A little after we had started, the sun shone upon a little moving clump of scarlet close in along the water-side to the north.

It was much of the same red as soldiers' coats; every now and then, too, there came little sparks and lightnings, as though the sun had struck upon bright steel.
I asked my boatman what it should be, and he answered he supposed it was some of the red soldiers coming from Fort William into Appin, against the poor tenantry of the country.

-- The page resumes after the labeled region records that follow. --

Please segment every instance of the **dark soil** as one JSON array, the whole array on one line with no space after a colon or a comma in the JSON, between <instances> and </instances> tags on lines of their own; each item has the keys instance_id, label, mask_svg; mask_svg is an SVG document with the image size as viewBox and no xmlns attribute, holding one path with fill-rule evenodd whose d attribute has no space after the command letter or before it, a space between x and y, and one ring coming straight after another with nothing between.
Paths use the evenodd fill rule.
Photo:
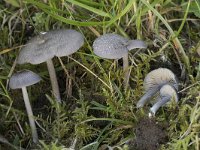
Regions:
<instances>
[{"instance_id":1,"label":"dark soil","mask_svg":"<svg viewBox=\"0 0 200 150\"><path fill-rule=\"evenodd\" d=\"M165 126L155 119L143 118L134 130L136 138L128 143L130 150L158 150L168 141Z\"/></svg>"}]
</instances>

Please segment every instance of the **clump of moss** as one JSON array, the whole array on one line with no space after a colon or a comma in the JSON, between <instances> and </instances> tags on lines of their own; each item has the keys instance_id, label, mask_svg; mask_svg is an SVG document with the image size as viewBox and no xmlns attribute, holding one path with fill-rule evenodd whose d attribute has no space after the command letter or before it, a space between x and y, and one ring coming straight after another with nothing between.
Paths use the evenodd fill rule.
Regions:
<instances>
[{"instance_id":1,"label":"clump of moss","mask_svg":"<svg viewBox=\"0 0 200 150\"><path fill-rule=\"evenodd\" d=\"M141 119L134 132L136 137L129 142L130 150L157 150L161 144L168 141L165 126L157 123L155 119Z\"/></svg>"}]
</instances>

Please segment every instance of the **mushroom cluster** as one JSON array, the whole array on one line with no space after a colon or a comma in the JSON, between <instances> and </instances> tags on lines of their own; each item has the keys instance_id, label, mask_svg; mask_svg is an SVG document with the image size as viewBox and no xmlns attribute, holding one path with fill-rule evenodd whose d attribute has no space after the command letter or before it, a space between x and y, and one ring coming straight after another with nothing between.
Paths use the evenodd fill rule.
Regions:
<instances>
[{"instance_id":1,"label":"mushroom cluster","mask_svg":"<svg viewBox=\"0 0 200 150\"><path fill-rule=\"evenodd\" d=\"M61 102L58 81L52 58L68 56L76 52L84 44L83 35L75 30L53 30L32 38L21 49L17 63L47 63L53 95Z\"/></svg>"},{"instance_id":2,"label":"mushroom cluster","mask_svg":"<svg viewBox=\"0 0 200 150\"><path fill-rule=\"evenodd\" d=\"M40 34L32 38L21 49L17 63L40 64L47 63L50 75L52 92L55 99L61 102L58 81L53 57L68 56L76 52L84 44L84 37L75 30L53 30ZM129 40L117 34L104 34L93 43L94 53L102 58L120 59L123 58L124 86L128 86L129 80L129 63L128 52L135 48L147 48L142 40ZM38 134L34 121L31 104L29 102L27 86L35 84L41 80L41 77L29 70L17 72L10 78L9 86L11 89L22 89L24 103L26 106L29 123L32 131L33 142L38 142ZM137 103L137 107L143 107L145 103L153 96L159 93L157 102L150 108L150 112L155 115L157 110L172 98L178 101L178 82L169 69L159 68L151 71L144 79L145 94Z\"/></svg>"},{"instance_id":3,"label":"mushroom cluster","mask_svg":"<svg viewBox=\"0 0 200 150\"><path fill-rule=\"evenodd\" d=\"M155 115L157 110L172 98L178 102L178 81L171 70L167 68L155 69L147 74L143 84L145 94L138 101L137 108L143 107L158 93L157 102L150 108L150 115Z\"/></svg>"},{"instance_id":4,"label":"mushroom cluster","mask_svg":"<svg viewBox=\"0 0 200 150\"><path fill-rule=\"evenodd\" d=\"M17 63L40 64L42 62L46 62L53 95L58 102L61 102L58 81L52 58L54 56L62 57L71 55L83 44L83 35L75 30L60 29L45 32L28 41L28 43L21 49ZM9 87L11 89L22 89L34 143L38 142L38 134L26 87L35 84L40 80L41 77L34 72L24 70L13 74L9 82Z\"/></svg>"}]
</instances>

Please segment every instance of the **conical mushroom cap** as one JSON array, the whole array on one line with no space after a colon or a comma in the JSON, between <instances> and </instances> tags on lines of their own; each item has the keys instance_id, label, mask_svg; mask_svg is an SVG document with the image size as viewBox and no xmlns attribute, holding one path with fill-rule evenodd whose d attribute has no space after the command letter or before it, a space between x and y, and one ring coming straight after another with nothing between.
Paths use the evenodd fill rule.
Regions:
<instances>
[{"instance_id":1,"label":"conical mushroom cap","mask_svg":"<svg viewBox=\"0 0 200 150\"><path fill-rule=\"evenodd\" d=\"M11 76L9 87L11 89L20 89L38 83L40 80L41 77L36 73L29 70L23 70Z\"/></svg>"},{"instance_id":2,"label":"conical mushroom cap","mask_svg":"<svg viewBox=\"0 0 200 150\"><path fill-rule=\"evenodd\" d=\"M84 43L83 35L75 30L53 30L32 38L20 51L17 63L40 64L54 56L67 56Z\"/></svg>"},{"instance_id":3,"label":"conical mushroom cap","mask_svg":"<svg viewBox=\"0 0 200 150\"><path fill-rule=\"evenodd\" d=\"M104 34L93 43L94 53L107 59L119 59L128 53L126 44L128 39L117 34Z\"/></svg>"},{"instance_id":4,"label":"conical mushroom cap","mask_svg":"<svg viewBox=\"0 0 200 150\"><path fill-rule=\"evenodd\" d=\"M178 90L178 82L175 74L167 68L158 68L150 73L144 79L145 91L151 89L160 89L164 84L169 84Z\"/></svg>"}]
</instances>

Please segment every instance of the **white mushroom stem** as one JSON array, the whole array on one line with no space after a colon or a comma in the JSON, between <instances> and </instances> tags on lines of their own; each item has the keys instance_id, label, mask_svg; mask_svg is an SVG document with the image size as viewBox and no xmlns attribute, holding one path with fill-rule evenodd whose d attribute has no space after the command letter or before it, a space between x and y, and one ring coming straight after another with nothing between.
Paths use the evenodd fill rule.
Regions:
<instances>
[{"instance_id":1,"label":"white mushroom stem","mask_svg":"<svg viewBox=\"0 0 200 150\"><path fill-rule=\"evenodd\" d=\"M123 57L123 71L124 71L124 89L129 86L129 64L128 53Z\"/></svg>"},{"instance_id":2,"label":"white mushroom stem","mask_svg":"<svg viewBox=\"0 0 200 150\"><path fill-rule=\"evenodd\" d=\"M28 92L27 92L26 87L22 87L22 94L23 94L24 103L25 103L25 107L26 107L26 111L28 114L28 119L29 119L29 123L30 123L30 127L31 127L33 142L37 143L38 142L38 134L37 134L33 111L32 111L31 104L30 104L30 101L28 98Z\"/></svg>"},{"instance_id":3,"label":"white mushroom stem","mask_svg":"<svg viewBox=\"0 0 200 150\"><path fill-rule=\"evenodd\" d=\"M137 103L137 108L143 107L144 104L156 93L158 92L158 89L151 89L149 91L147 91L142 97L141 99L138 101Z\"/></svg>"},{"instance_id":4,"label":"white mushroom stem","mask_svg":"<svg viewBox=\"0 0 200 150\"><path fill-rule=\"evenodd\" d=\"M151 113L153 113L155 115L157 110L160 107L162 107L163 105L165 105L170 99L171 99L171 97L159 98L158 101L150 108Z\"/></svg>"},{"instance_id":5,"label":"white mushroom stem","mask_svg":"<svg viewBox=\"0 0 200 150\"><path fill-rule=\"evenodd\" d=\"M47 60L47 68L49 71L53 95L55 96L56 100L60 103L61 97L60 97L60 91L59 91L59 86L58 86L58 80L57 80L56 71L51 59Z\"/></svg>"}]
</instances>

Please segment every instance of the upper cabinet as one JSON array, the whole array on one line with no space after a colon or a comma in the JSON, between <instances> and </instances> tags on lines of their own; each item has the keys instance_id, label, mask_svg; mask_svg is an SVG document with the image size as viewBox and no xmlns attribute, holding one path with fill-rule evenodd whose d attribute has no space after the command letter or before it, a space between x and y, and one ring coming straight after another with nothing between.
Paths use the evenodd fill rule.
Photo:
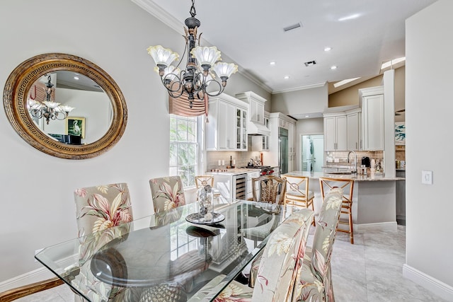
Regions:
<instances>
[{"instance_id":1,"label":"upper cabinet","mask_svg":"<svg viewBox=\"0 0 453 302\"><path fill-rule=\"evenodd\" d=\"M363 150L384 150L384 86L359 89L359 96L363 117Z\"/></svg>"},{"instance_id":2,"label":"upper cabinet","mask_svg":"<svg viewBox=\"0 0 453 302\"><path fill-rule=\"evenodd\" d=\"M247 151L247 104L224 93L210 98L207 151Z\"/></svg>"},{"instance_id":3,"label":"upper cabinet","mask_svg":"<svg viewBox=\"0 0 453 302\"><path fill-rule=\"evenodd\" d=\"M344 112L324 113L324 151L348 150L348 120Z\"/></svg>"},{"instance_id":4,"label":"upper cabinet","mask_svg":"<svg viewBox=\"0 0 453 302\"><path fill-rule=\"evenodd\" d=\"M248 104L247 132L251 135L269 135L269 128L265 124L264 104L267 100L252 91L238 93L236 97Z\"/></svg>"},{"instance_id":5,"label":"upper cabinet","mask_svg":"<svg viewBox=\"0 0 453 302\"><path fill-rule=\"evenodd\" d=\"M345 112L348 120L348 150L362 150L361 112L360 108Z\"/></svg>"},{"instance_id":6,"label":"upper cabinet","mask_svg":"<svg viewBox=\"0 0 453 302\"><path fill-rule=\"evenodd\" d=\"M250 121L264 125L264 103L267 100L252 91L238 93L236 97L248 103Z\"/></svg>"}]
</instances>

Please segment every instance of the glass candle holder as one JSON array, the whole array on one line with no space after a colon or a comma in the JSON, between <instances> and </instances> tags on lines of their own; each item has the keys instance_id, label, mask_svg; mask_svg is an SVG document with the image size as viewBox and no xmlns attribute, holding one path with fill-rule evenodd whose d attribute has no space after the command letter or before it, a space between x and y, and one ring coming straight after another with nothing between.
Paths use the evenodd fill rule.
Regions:
<instances>
[{"instance_id":1,"label":"glass candle holder","mask_svg":"<svg viewBox=\"0 0 453 302\"><path fill-rule=\"evenodd\" d=\"M214 218L212 188L207 185L198 190L198 215L201 221L211 221Z\"/></svg>"}]
</instances>

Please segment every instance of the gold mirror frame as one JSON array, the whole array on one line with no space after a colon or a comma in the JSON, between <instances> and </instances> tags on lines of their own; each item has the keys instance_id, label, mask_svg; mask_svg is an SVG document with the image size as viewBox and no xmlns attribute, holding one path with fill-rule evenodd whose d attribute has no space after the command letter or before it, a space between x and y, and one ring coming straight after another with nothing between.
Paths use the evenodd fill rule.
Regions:
<instances>
[{"instance_id":1,"label":"gold mirror frame","mask_svg":"<svg viewBox=\"0 0 453 302\"><path fill-rule=\"evenodd\" d=\"M41 76L58 70L78 72L88 76L107 93L112 105L112 124L98 140L86 145L57 141L43 133L31 120L27 109L28 91ZM62 158L91 158L105 152L120 140L127 121L126 102L115 81L95 64L71 54L43 54L23 62L9 75L3 100L9 122L21 137L37 149Z\"/></svg>"}]
</instances>

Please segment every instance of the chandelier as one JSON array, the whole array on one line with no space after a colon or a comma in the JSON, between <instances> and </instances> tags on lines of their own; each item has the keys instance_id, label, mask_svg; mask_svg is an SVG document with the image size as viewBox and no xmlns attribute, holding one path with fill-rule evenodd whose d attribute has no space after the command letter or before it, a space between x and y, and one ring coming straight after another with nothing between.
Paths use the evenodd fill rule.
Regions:
<instances>
[{"instance_id":1,"label":"chandelier","mask_svg":"<svg viewBox=\"0 0 453 302\"><path fill-rule=\"evenodd\" d=\"M171 50L164 48L161 45L150 46L147 50L156 62L154 70L159 74L162 83L172 98L179 98L183 93L187 94L189 106L192 108L193 102L195 99L205 101L207 95L219 95L224 91L226 86L226 80L232 74L238 70L237 65L232 63L220 62L221 53L215 46L202 47L200 46L200 37L197 37L197 30L200 25L200 21L195 18L195 0L192 0L190 17L184 22L187 28L184 28L185 35L185 48L183 57L187 52L187 64L185 69L180 70L178 66L183 58L174 66L171 65L179 59L179 54ZM198 46L195 47L195 41L198 40ZM221 81L215 79L212 71ZM215 93L208 93L206 89L211 83L218 86ZM215 84L213 86L215 87Z\"/></svg>"},{"instance_id":2,"label":"chandelier","mask_svg":"<svg viewBox=\"0 0 453 302\"><path fill-rule=\"evenodd\" d=\"M50 120L63 120L67 117L68 115L73 109L73 107L60 105L59 103L52 102L51 100L53 93L52 87L54 84L50 83L50 76L47 76L47 83L45 83L45 95L42 102L36 100L36 85L35 85L35 97L33 97L31 92L27 101L28 110L32 117L38 119L45 118L46 123L49 124Z\"/></svg>"}]
</instances>

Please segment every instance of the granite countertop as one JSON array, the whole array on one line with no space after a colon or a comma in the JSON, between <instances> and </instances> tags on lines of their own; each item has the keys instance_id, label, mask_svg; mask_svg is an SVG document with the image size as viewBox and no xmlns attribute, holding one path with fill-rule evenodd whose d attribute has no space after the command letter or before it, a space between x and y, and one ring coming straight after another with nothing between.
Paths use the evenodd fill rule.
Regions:
<instances>
[{"instance_id":1,"label":"granite countertop","mask_svg":"<svg viewBox=\"0 0 453 302\"><path fill-rule=\"evenodd\" d=\"M331 174L324 173L322 172L305 172L305 171L292 171L285 174L286 175L294 176L308 176L310 178L319 179L319 178L333 178L345 180L352 179L357 181L395 181L405 180L404 178L389 177L382 174L377 174L374 176L371 175L356 175L354 174Z\"/></svg>"},{"instance_id":2,"label":"granite countertop","mask_svg":"<svg viewBox=\"0 0 453 302\"><path fill-rule=\"evenodd\" d=\"M222 175L237 175L239 174L248 173L248 172L260 171L260 169L248 168L236 168L234 169L216 169L216 170L219 170L207 171L206 174L222 174Z\"/></svg>"}]
</instances>

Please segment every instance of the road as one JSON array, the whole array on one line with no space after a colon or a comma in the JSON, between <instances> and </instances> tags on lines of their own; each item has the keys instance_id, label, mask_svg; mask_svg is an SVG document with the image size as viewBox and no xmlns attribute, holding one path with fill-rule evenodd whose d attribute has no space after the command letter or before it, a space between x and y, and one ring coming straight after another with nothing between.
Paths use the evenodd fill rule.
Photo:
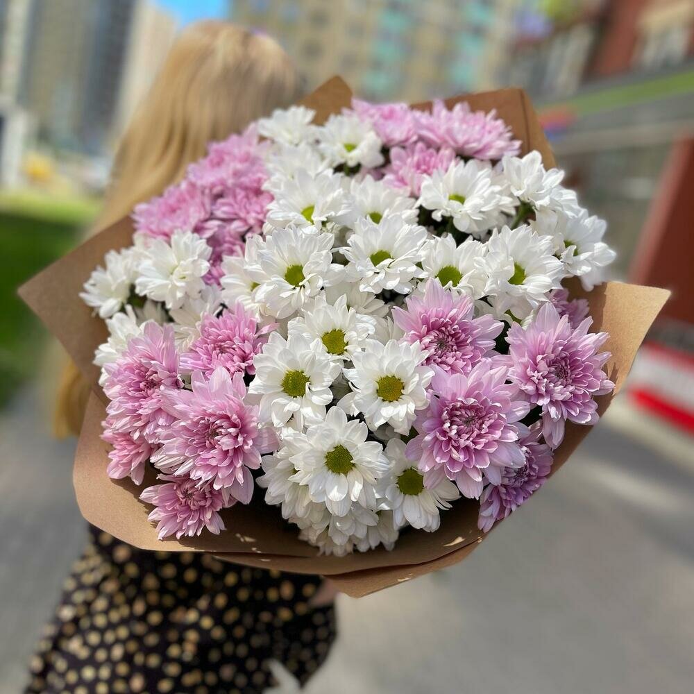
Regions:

Well, it was a sad sight to me; and whether it was because of my thoughts of Alan, or from something prophetic in my bosom, although this was but the second time I had seen King George's troops, I had no good will to them.
At last we came so near the point of land at the entering in of Loch Leven that I begged to be set on shore.

My boatman (who was an honest fellow and mindful of his promise to the catechist) would fain have carried me on to Balachulish; but as this was to take me farther from my secret destination, I insisted, and was set on shore at last under the wood of Lettermore (or Lettervore, for I have heard it both ways) in Alan's country of Appin.
This was a wood of birches, growing on a steep, craggy side of a mountain that overhung the loch.

It had many openings and ferny howes; and a road or bridle track ran north and south through the midst of it, by the edge of which, where was a spring, I sat down to eat some oat-bread of Mr.Henderland's and think upon my situation.
Here I was not only troubled by a cloud of stinging midges, but far more by the doubts of my mind.